4.2.2. Custom Training Dataset Establishment

Establishing a custom training dataset is a crucial step in fine-tuning the YOLOv4-tiny model for detecting both the UAV and yellow bulb objects in our specific scenario. The dataset should contain a representative sample of images that capture the range of variations in the environment and conditions under which the UGV is required to track the objects.

The dataset was established through a two-step process. First, we manually selected frames from the video footage captured by the UGV using D435i, which contains the UAV in different orientations and locations, and is representative of the scenarios that the UGV would encounter during dynamic UAV tracking. Next, the open source annotation tool LabelImg [34] is was utilized to annotate the dataset by drawing bounding boxes around the UAVs and assigning them the corresponding class labels. The annotated images were split into training and validation sets with a ratio of 4:1. The training set was used to fine-tune the pre-trained YOLOv4-tiny model, while the validation set was used to evaluate the model’s performance during training and determine when to stop training to avoid overfitting. Total 9000 images were utilized to establish the dataset, where each object (the UAV/the yellow bulb) had 2000 training images and 500 validation images, while 4000 background images without target objects were used to train the model to learn the scenario with no objects in the scene, thereby reducing false positive (FP) results and improving the accuracy of the model. To improve the robustness of the model, we also applied data augmentation techniques, such as random scaling, flipping, and rotation, to the training images, as shown in Figure 8. This helped to increase the diversity of the dataset and reduce the likelihood of overfitting.

4.3. Three-Dimensional (3D) Position Estimation

After obtaining the 2D bounding box of the UAV in each frame, we used it to generate a region of interest (ROI) in the depth image and point clouds captured by the RGB-D camera and LiDAR, correspondingly. The ROI can help to extract the depth information of the object.

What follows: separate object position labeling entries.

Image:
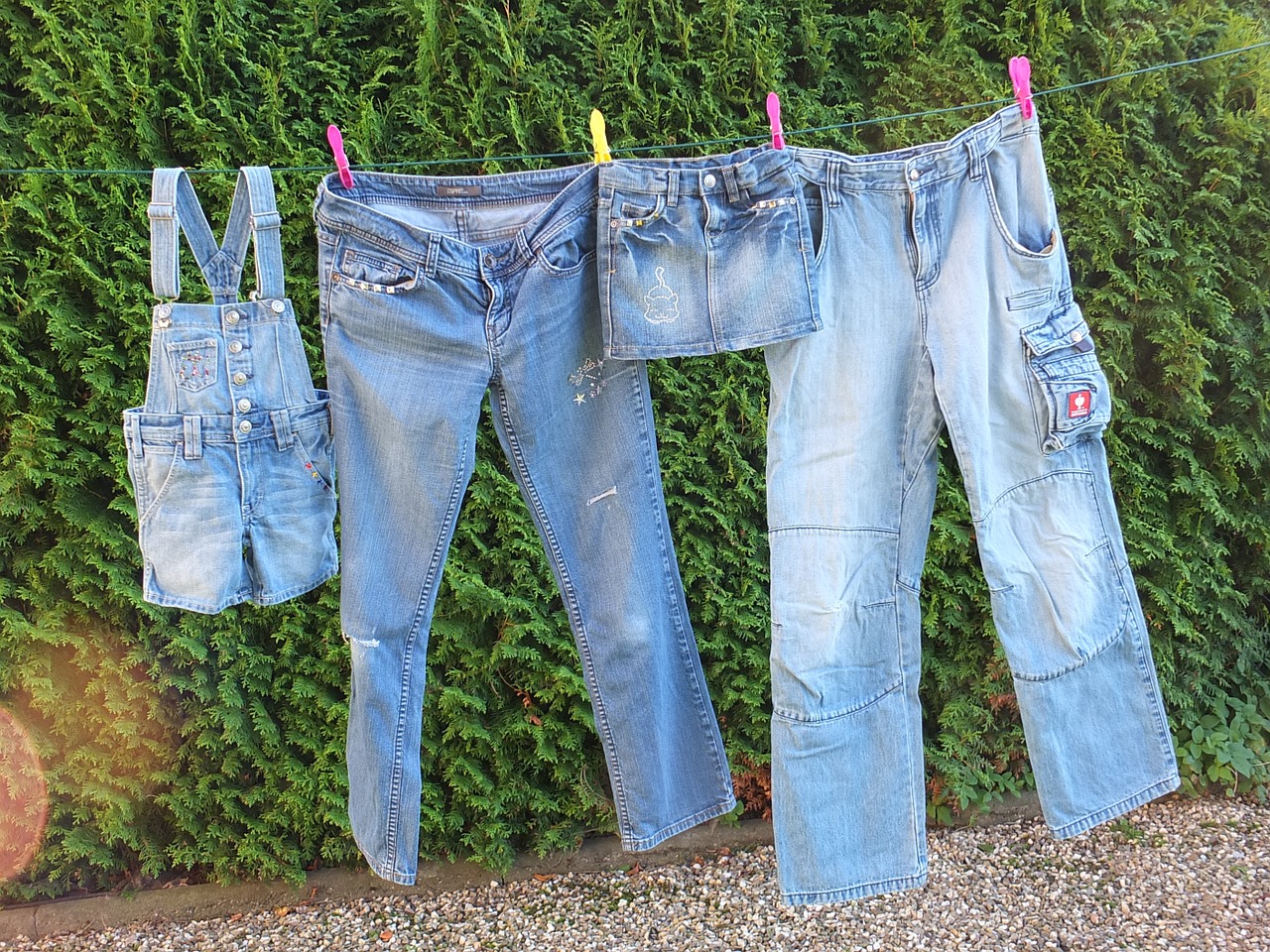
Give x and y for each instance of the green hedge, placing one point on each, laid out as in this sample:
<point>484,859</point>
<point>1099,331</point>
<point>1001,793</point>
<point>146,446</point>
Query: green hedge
<point>180,742</point>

Then, the measurement of 3D position was obtained. Then, a Kalman Filter was applied to track the object.

4.3.1. Depth Assignment Based on 2D Bounding Box

The ROI is defined as a rectangular region that is scaled down by a certain ratio relative to the center of the bounding box, which is to ensure that all the extracted depth information comes from object pixels rather than the background. From Section 4.2.1, we used 4 parameters to describe a 2D bounding box

R_{b b}

:

\begin{matrix} R_{b b} = [\begin{matrix} \begin{matrix} b_{x} & b_{y} \end{matrix} & \begin{matrix} b_{w} & b_{h} \end{matrix} \end{matrix}], \end{matrix}

(10)

By applying a scale factor

τ

to

R_{b b}

, the ROI

R_{I}

can be obtained:

R_{I} = [b_{x} b_{y} τ b_{w} τ b_{h}],

(11)

where

τ

is set to 0.25 as an empirical value in the experiments. The ROI on the image plane is shown in Figure 9.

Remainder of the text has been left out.